Find the Quadratic function y=a(x-h)^2 who's graph passes through the given points (4,-2) and (2,0)

Answer 1

Given:

The graph passes through the given points (4,-2) and (2,0).

To find:

The quadratic function
`y=a(x-h)^2`.

Solution:

We have, quadratic function

`y=a(x-h)^2` ...(i)

The graph passes through the given points (4,-2) and (2,0). It means the equation must be true for these points.

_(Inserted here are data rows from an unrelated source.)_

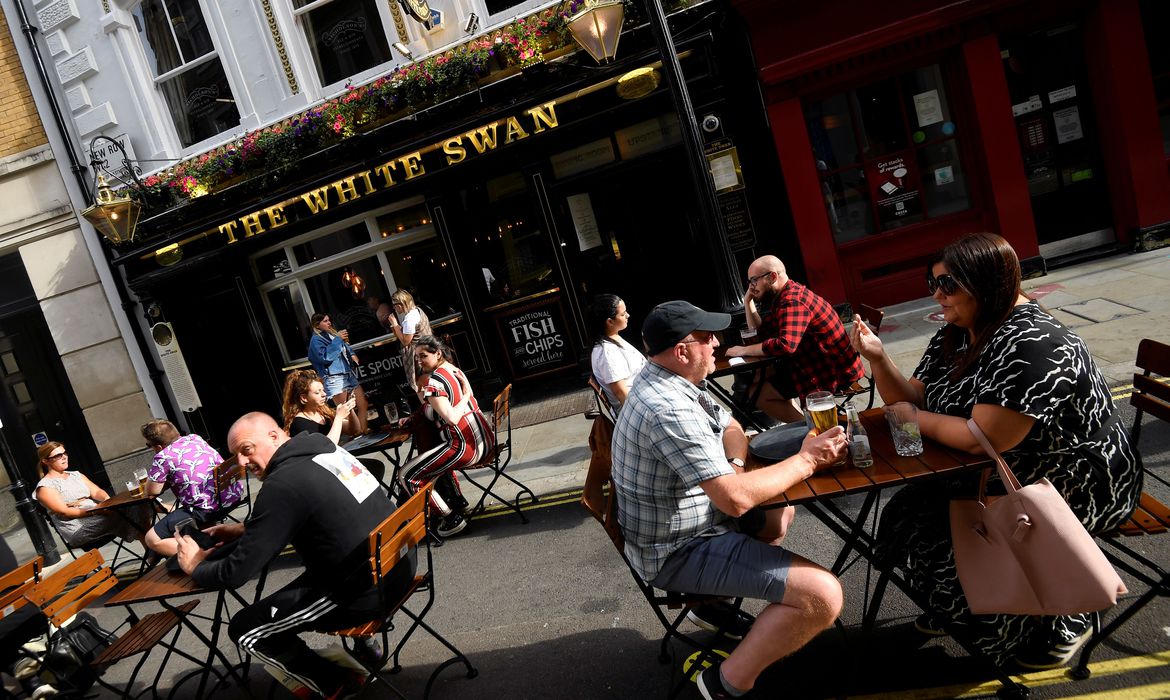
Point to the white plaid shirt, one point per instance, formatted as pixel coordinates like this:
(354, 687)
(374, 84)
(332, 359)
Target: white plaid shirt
(667, 441)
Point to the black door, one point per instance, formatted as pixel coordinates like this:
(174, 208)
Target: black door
(36, 402)
(1058, 135)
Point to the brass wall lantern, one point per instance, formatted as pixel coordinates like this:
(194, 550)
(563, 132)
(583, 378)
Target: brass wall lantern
(597, 27)
(114, 214)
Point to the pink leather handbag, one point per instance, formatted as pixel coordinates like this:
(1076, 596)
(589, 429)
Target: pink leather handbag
(1026, 553)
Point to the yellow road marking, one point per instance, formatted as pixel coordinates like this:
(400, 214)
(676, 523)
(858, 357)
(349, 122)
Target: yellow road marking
(1037, 679)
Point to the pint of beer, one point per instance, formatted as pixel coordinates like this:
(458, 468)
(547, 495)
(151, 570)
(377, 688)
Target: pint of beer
(823, 410)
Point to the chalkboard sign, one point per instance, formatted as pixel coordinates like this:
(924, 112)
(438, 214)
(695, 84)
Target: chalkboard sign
(536, 337)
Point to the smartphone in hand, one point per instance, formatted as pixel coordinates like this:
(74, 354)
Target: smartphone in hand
(201, 539)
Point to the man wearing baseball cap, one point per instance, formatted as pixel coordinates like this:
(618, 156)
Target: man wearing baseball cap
(678, 471)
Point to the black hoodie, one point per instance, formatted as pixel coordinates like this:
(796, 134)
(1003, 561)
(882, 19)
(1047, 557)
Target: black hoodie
(319, 499)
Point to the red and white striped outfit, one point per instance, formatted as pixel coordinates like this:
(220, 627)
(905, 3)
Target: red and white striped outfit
(462, 444)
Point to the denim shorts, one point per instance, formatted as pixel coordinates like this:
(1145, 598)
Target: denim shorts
(728, 565)
(336, 384)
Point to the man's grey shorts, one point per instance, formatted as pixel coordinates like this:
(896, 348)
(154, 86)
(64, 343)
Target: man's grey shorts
(730, 565)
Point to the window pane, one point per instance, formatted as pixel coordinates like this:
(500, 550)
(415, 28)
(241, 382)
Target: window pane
(200, 101)
(337, 294)
(331, 244)
(291, 320)
(847, 201)
(880, 115)
(403, 220)
(345, 38)
(943, 180)
(831, 132)
(190, 28)
(926, 104)
(421, 268)
(155, 32)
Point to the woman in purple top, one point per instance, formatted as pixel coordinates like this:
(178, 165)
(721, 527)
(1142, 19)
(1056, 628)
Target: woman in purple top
(187, 465)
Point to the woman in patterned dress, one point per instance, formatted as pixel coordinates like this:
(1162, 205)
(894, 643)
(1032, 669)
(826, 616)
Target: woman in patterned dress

Putting x=4 and y=-2 in (i), we get

`-2=a(4-h)^2` ...(ii)

Putting x=2 and y=0 in (i), we get

`0=a(2-h)^2` ...(iii)

Divide (iii) by (ii).

`(0)/(-2)=(a(2-h)^2)/(a(4-h)^2)`

`0=((2-h)^2)/((4-h)^2)`

`0=(2-h)^2`

`0=2-h`

`h=2`

Putting h=2 in (ii), we get

`-2=a(4-2)^2`

`-2=a(2)^2`

`-2=a(4)`

Divide both sides by 4.

`(-2)/(4)=a`

`(-1)/(2)=a`

Putting
`a=-(1)/(2)` and h=2 in (i), we get

`y=-(1)/(2)(x-2)^2`

Therefore, the required quadratic function is
`y=-(1)/(2)(x-2)^2`.